The Linux kernel community adheres to a strict no-regressions policy: changes must not break existing user-space applications. This rule forced developers to accommodate TCMalloc's behavior, even though it was technically a violation of the API.

  • Option A: Revert the patch – This would restore broken behavior but sacrifice the performance improvement.
  • Option B: Update TCMalloc – The library could be fixed to not depend on the undocumented behavior, but this would take time and requires cooperation with Google.
  • Option C: Add a compatibility flag – The kernel could provide a mechanism to opt-in to the old behavior for known problematic libraries.

5. Implement a Solution

After discussion, the kernel developers opted for a two-phase approach:

  1. Short-term fix: Revert the performance optimization in a separate commit, restoring the old behavior to avoid regressions.
  2. Long-term fix: Work with Google to update TCMalloc to adhere strictly to the documented API. Add a kernel warning when a library uses the now-deprecated behavior.

Code example (conceptual):

// Before (6.19): kernel skips clearing flag
if (current->rseq_state == RSEQ_STATE_INACTIVE)
    return; // early exit, flag remains

// After (compatibility patch): always clear flag for TCMalloc compatibility
if (current->rseq_state == RSEQ_STATE_INACTIVE) {
    current->rseq_flags = 0; // restore old behavior
    return;
}

Common Mistakes

  • Assuming API compliance: Never assume that all consumers of an interface follow documented contracts.

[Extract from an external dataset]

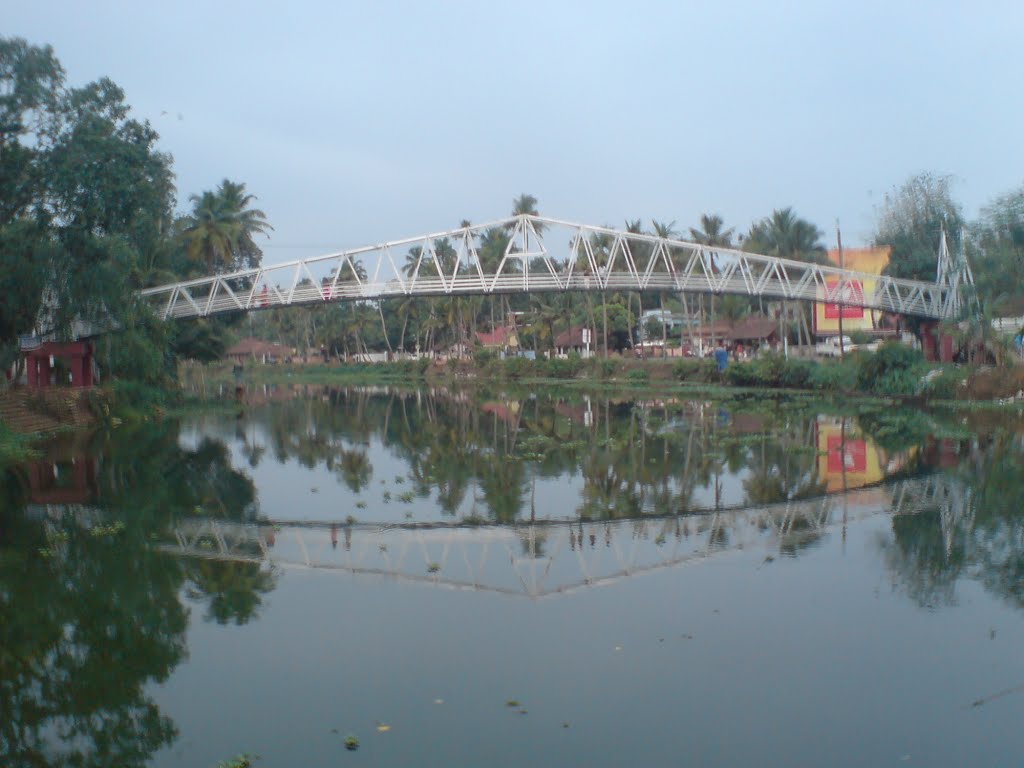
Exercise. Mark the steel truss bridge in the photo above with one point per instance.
(550, 255)
(550, 558)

Always test against real-world usage.
  • Ignoring Hyrum's Law: Every observable behavior, even accidental, can become a dependency. Plan for this by minimizing undocumented side effects.
  • Neglecting backward compatibility: When evolving APIs, provide transition periods and deprecation warnings. The kernel's no-regressions rule is a good model.
  • Over-optimizing prematurely: Performance improvements that change observable behavior—even subtly—can lead to regressions. Validate against a wide range of user-space libraries.

Summary

Hyrum's Law ensures that any observable behavior becomes a de facto contract. The restartable sequences and TCMalloc case illustrates how even a carefully documented API can be broken by changes that preserve the written contract but alter unwritten expectations. By following the steps outlined—understanding the API, identifying hidden dependencies, applying compatibility fixes, and communicating with downstream consumers—you can navigate such challenges. Always anticipate that your system's observable output, no matter how trivial, may be depended upon.